Faut-il alors abandonner l’actuel système déclaratif pour une méthode de surveillance fondée sur les données d’activité hospitalière ? Tous les experts s’accordent sur l’importance de conserver un système déclaratif même imparfait pour identifier les signaux d’alerte sur tel ou tel médicament.
Aller plus loin que la surveillance passive
Mais certaines voix commencent à réclamer qu’on ne se contente pas d’attendre les signaux. Dans un entretien récent à pourquoidocteur, le pharmacologue Bernard Bégaud, qui dirige une unité de recherche Inserm consacrée à l’évaluation du risque d'utilisation des produits de santé, réclamait qe l'on « donne les moyens à la pharmacovigilance de devenir pro-active, d’aller sur le terrain au devant des problèmes avant qu’ils ne deviennent des crises ».
Pour Christian Riché, responsable du Centre régional de pharmacovigilance de Brest, la pharmacovigilance doit évoluer en intégrant davantage les études tirées des bases de données hospitalières dans son mode de fonctionnement. « Pas à la place du système d’alerte, en complément, insiste le spécialiste brestois. Pour pouvoir mener des études à grande échelle quand on se pose des questions sur un médicament ».
Pour Didier Sicard, professeur de médecine à l’Université Paris Descartes et président d’honneur du Comité consultatif d’éthique, la situation française est des plus paradoxales : « Nous disposons d’une des bases de données de santé les plus riches qui soient, celle de l’Assurance Maladie qui enregistre tous les médicaments remboursés, et elle ne sert pas la collectivité car elle n’est pas ou beaucoup trop peu utilisée à des fins d’études pharmacoépidémiologiques ».
Ecoutez le Pr Didier Sicard, président d’honneur du Comité consultatif d’éthique : « Suivons l’exemple anglais, l’Assurance Maladie pourrait vendre ses données anonymisées »
Faire appel aux bases de données hospitalières ou à celle de l’Assurance Maladie pourrait donc permettre de compléter le système de surveillance actuel. Mais surveiller n’a jamais suffi à éviter la survenue des problèmes. « Le fait que les pilules exposaient à un risque d’accidents thromboemboliques et que celui-ci était légèrement accru avec la 3e génération a été dit et écrit à plusieurs reprises dans la littérature scientifique et par les pharmacovigilants », souligne Elisabeth Autret-Leca. Cette pédiatre de formation a longtemps dirigé le CRPV de Tours, avant de prendre récemment la vice-présidence de la commission de la Transparence (l’instance de la Haute autorité de Santé qui juge du service médical rendu par un médicament et détermine ainsi s’il y a lieu de le rembourser).

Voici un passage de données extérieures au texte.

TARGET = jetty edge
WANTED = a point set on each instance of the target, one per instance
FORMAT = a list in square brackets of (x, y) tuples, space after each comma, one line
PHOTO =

Cette commission préconisait déjà aux médecins en 2007 de ne pas prescrire d’emblée en 1e intention les pilules de 3e et 4egénération. Une recommandation dont ni les politiques ni les médecins n’ont fait grand cas si l’on en juge par l’envolée des prescriptions de ces pilules. « Le système de pharmacovigilance est perfectible, c’est une évidence, reconnaît volontiers le Pr Autret-Leca. Mais ce n’est pas en pointant systématiquement un défaut de surveillance qu’on va s’attaquer au cœur du problème : les médecins français ne sont pas correctement formés sur le médicament ». Est-ce là l'explication à la sous-notification des effets indésirables, aux 2,5 millions de Françaises sous pilule de 3e et 4e génération en dépit des recommandations et aux 60% de prescriptions de Diane 35 comme contraceptif, autrement dit en dehors de son AMM de médicament contre l'acné ? A Marisol Touraine de juger s’il est préférable de changer de thermomètre ou de s’attaquer aux causes de la fièvre.